この記事で初めて個人の同意なくデータが提供できる例外を知りました。

1)法令の基づく場合
  ・警察の捜査など
2)生命、財産の保護のために必要なとき
  ・医師への急病人の情報提供
  ・犯罪被害情報を犯罪防止のために共有
3)公衆衛生の向上などに必要なとき
  ・疫学調査における健康診断結果を利用

この3)の公衆衛生の向上に資するとして、医療機関のデータを製薬企業に提供することが追加されることになったとのことで、政府は以下のような用途を想定しているようです。
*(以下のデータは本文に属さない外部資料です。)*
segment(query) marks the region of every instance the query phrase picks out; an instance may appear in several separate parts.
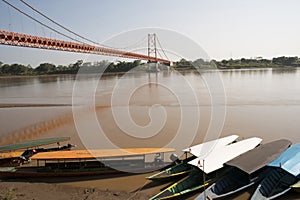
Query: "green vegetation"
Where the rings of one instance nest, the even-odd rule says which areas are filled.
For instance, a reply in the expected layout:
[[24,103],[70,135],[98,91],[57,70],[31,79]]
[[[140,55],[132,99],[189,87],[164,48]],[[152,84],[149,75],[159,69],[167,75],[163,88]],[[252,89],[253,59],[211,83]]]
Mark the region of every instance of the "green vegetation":
[[222,60],[217,62],[220,69],[242,69],[242,68],[277,68],[277,67],[300,67],[298,57],[277,57],[272,60],[258,57],[256,59]]
[[187,61],[181,59],[174,63],[176,69],[246,69],[246,68],[278,68],[278,67],[300,67],[300,60],[298,57],[277,57],[272,60],[258,57],[255,59],[230,59],[222,61],[204,61],[197,59],[195,61]]
[[173,64],[174,69],[178,70],[188,70],[188,69],[211,69],[211,68],[216,68],[215,65],[216,61],[211,60],[211,61],[205,61],[202,58],[199,58],[195,61],[187,61],[185,59],[181,59],[178,62],[175,62]]
[[[76,74],[80,68],[83,73],[95,73],[105,69],[105,72],[127,72],[133,68],[140,67],[143,64],[140,60],[133,62],[118,62],[110,63],[108,61],[101,61],[97,63],[83,63],[82,60],[78,60],[76,63],[68,66],[58,65],[55,66],[51,63],[41,63],[36,68],[32,68],[30,65],[25,66],[22,64],[3,64],[0,61],[0,76],[10,75],[46,75],[46,74]],[[146,68],[144,68],[145,70]],[[142,69],[141,69],[142,70]]]
[[[150,67],[149,67],[150,66]],[[258,57],[255,59],[230,59],[222,61],[205,61],[203,59],[197,59],[195,61],[188,61],[181,59],[175,62],[172,66],[177,70],[190,70],[190,69],[243,69],[243,68],[278,68],[278,67],[300,67],[300,59],[298,57],[277,57],[271,60]],[[162,66],[160,65],[160,68]],[[55,66],[51,63],[41,63],[36,68],[32,68],[30,65],[22,64],[4,64],[0,61],[0,76],[10,75],[46,75],[46,74],[76,74],[79,69],[82,69],[83,73],[117,73],[127,72],[131,69],[146,71],[155,70],[155,64],[145,65],[140,60],[133,62],[119,61],[118,63],[111,63],[108,61],[100,61],[96,63],[83,63],[82,60],[78,60],[75,63],[68,66],[58,65]]]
政府の個人情報保護委員会は本人の同意が要らない新たな例外を定める。
①医療機関が製薬企業にデータを提供
②医療機関が他の機関での症例研究や医療技術向上のためにデータを提供
③製薬企業がAの目的で保有していたデータをBという病気の研究に転用

などを想定しているとのこと。

医薬品の研究・開発、特に医薬品の有効性や安全性を評価する医薬品開発における活用が期待されていると思います。患者の医療データは、受けた治療や診療の過程を記録したカルテ情報といったリアルワールドデータ(RWDとよく略記されます)が含まれますので、研究開発戦略の立案や治験デザインの最適化などかなり有用なデータを利用できると思います。

日本製薬協が2019年4月に公表した「既存の国内リアルワールドデータを医薬品開発にどこまで活用できるか」により詳しい検討内容が書かれています。
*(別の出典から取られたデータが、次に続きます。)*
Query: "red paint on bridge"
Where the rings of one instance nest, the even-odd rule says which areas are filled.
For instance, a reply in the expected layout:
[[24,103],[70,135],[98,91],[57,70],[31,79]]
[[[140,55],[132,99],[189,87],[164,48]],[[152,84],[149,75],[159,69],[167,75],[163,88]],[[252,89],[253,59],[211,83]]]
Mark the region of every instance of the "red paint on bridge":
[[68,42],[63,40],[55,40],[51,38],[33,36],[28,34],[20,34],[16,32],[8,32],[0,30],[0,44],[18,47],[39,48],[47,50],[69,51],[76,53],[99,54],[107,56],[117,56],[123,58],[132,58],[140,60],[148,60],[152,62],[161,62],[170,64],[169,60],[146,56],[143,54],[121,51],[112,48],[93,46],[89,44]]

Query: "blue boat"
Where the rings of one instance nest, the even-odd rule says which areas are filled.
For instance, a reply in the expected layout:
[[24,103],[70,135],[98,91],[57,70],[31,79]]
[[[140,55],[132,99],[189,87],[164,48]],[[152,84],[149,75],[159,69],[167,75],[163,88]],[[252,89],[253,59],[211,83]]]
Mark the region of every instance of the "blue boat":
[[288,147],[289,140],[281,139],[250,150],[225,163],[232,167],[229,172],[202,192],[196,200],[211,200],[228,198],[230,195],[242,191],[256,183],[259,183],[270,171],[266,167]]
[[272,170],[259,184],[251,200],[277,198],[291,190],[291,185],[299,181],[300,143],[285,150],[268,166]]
複数のリアルワールドデータベースを用いて、以下の検討がされています。

開発戦略立案の効率化
1)適応症やメディカルニーズの検討
2)Model-Based Drug Development
3)バイオマーカーを用いたエンドポイント/対象集団の特定
4)公知申請(適応外使用)への活用
5)医療技術評価
臨床試験デザインの最適化
1)選択/除外基準に基づいた患者数の把握
2)併用制限薬/禁止薬の使用状況
3)類薬の有効性の把握
4)症例数の設定根拠としての利用
5)対照群の選択
6)医療機関選定の参考情報
7)被験者の病態進行の予測
8)服薬コンプライアンスの予測
RWDを活用した臨床試験
1)臨床試験データの収集
2)Pragmatic clinical trial
3)Registry-based randomized clinical trial
ヒストリカルコントロールとしての活用
1)海外事例
2)国内RWDでの実効性評価

こうしたRWDの利活用には、データがしっかりとあることが一番大切だと思いますので、今あるRWDをそのまま使えない場合も多々あるのだろうなと想像しています。今後は医療機関側でのデータ取得への理解と行動が必須となると思います。
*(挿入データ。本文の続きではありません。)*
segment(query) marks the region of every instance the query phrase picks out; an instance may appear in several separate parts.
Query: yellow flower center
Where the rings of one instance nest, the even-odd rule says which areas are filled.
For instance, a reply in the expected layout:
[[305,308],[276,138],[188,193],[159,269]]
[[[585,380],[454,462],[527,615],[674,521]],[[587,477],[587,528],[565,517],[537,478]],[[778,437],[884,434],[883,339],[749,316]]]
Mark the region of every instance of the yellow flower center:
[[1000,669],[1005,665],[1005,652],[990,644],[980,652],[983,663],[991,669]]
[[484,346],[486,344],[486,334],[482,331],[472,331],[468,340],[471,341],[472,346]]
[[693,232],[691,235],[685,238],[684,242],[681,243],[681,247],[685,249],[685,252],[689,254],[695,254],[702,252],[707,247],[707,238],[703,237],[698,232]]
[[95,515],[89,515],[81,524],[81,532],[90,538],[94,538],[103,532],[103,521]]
データ収集環境の整備とデータの利活用は両輪だと思うので、今後もその方向性を維持したまま、より良い方法を模索して欲しいと思っています。

診療情報の医薬品開発への活用がさらに進めば、私たちの生活の質が向上することに直結していると思うので、関係者の皆様には是非頑張って頂きたいと思っておりますので、どうぞよろしくお願い致します!